In contract law, there are two doctrines that have similarities but are indeed different. These doctrines are known as novation and modification. There are times you may want to make arguments relative to these doctrines because they are important for your theory of the dispute. Thus, you want to make sure you understand them so you can properly plead and prove the required elements to substantiate the basis of the theories. Understanding the elements will help you understand the evidence you will need to best prove your factual theories.
A novation is essentially substituting a new contract for an old contract.
“‘A novation is a mutual agreement between the parties for the discharge of a valid existing obligation by the substitution of a new valid obligation.’” Thompson v.

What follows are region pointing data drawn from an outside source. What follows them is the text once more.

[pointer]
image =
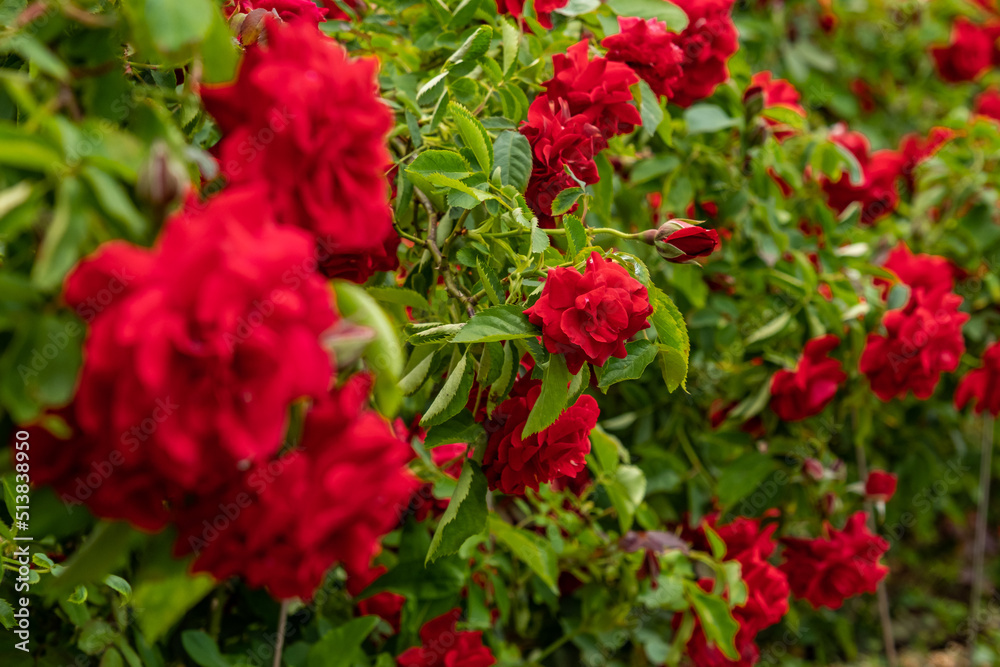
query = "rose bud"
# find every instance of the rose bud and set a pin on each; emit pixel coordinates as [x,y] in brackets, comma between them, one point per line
[680,241]
[880,485]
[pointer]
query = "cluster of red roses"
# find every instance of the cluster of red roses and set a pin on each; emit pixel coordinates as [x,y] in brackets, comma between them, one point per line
[588,101]
[216,333]
[823,571]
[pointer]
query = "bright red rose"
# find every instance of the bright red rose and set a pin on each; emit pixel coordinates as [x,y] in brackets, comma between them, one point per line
[804,392]
[880,485]
[982,384]
[589,317]
[196,349]
[513,463]
[681,242]
[971,52]
[349,470]
[597,89]
[650,49]
[922,340]
[444,646]
[708,41]
[306,121]
[828,570]
[879,170]
[387,606]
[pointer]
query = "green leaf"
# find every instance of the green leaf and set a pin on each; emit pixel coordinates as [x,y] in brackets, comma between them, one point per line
[453,395]
[552,397]
[702,118]
[465,516]
[446,163]
[512,153]
[566,199]
[202,649]
[716,620]
[529,548]
[640,353]
[341,647]
[671,14]
[496,324]
[473,134]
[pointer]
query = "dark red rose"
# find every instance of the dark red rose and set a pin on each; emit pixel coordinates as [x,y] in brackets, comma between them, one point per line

Jared Kane Co., Inc., 872 So.2d 356, 361 (Fla. 2d DCA 2004) (citation omitted). To prove a novation, a party must prove four elements: “(1) the existence of a previously valid contract; (2) the agreement of the parties to cancel the first contract; (3) the agreement of the parties that the second contract replace the first; and (4) the validity of the second contract.” Id. at 61. Whether the parties consented to the substitute contract can be implied from the factual circumstances. Id.
Parties are more familiar with a modification because it is not uncommon that parties may agree to modify contractual terms. The contract remains in effect but certain terms or obligations are modified. For example, a change order to a contract is a modification.
A modification, unlike a novation, “merely replaces some of the terms of a valid and existing agreement while keeping those not abrogated by the modification in effect.” Bornstein v. Marcus, 275 So.3d 636, 639 (Fla. 3d DCA 2019).
When determining the scope of a modification to a contract, the following principles control: (1) “individual terms of a contract are not to be considered in isolation, but as a whole and in relation to one another”; (2) “the proper resolution of any inconsistency … is best determined by the manner in which the parties actually perform under it”; and (3) “an amendment to an agreement is designed to serve some useful function, and its existence is strong evidence, therefore, that the contract was changed from what the parties believed and intended was provided before.”
Marcus, supra, at 640 (citations omitted).
Remember, there is a difference between a modification and a novation. Understanding this distinction may come into play in a dispute you have relative to a contract you entered into.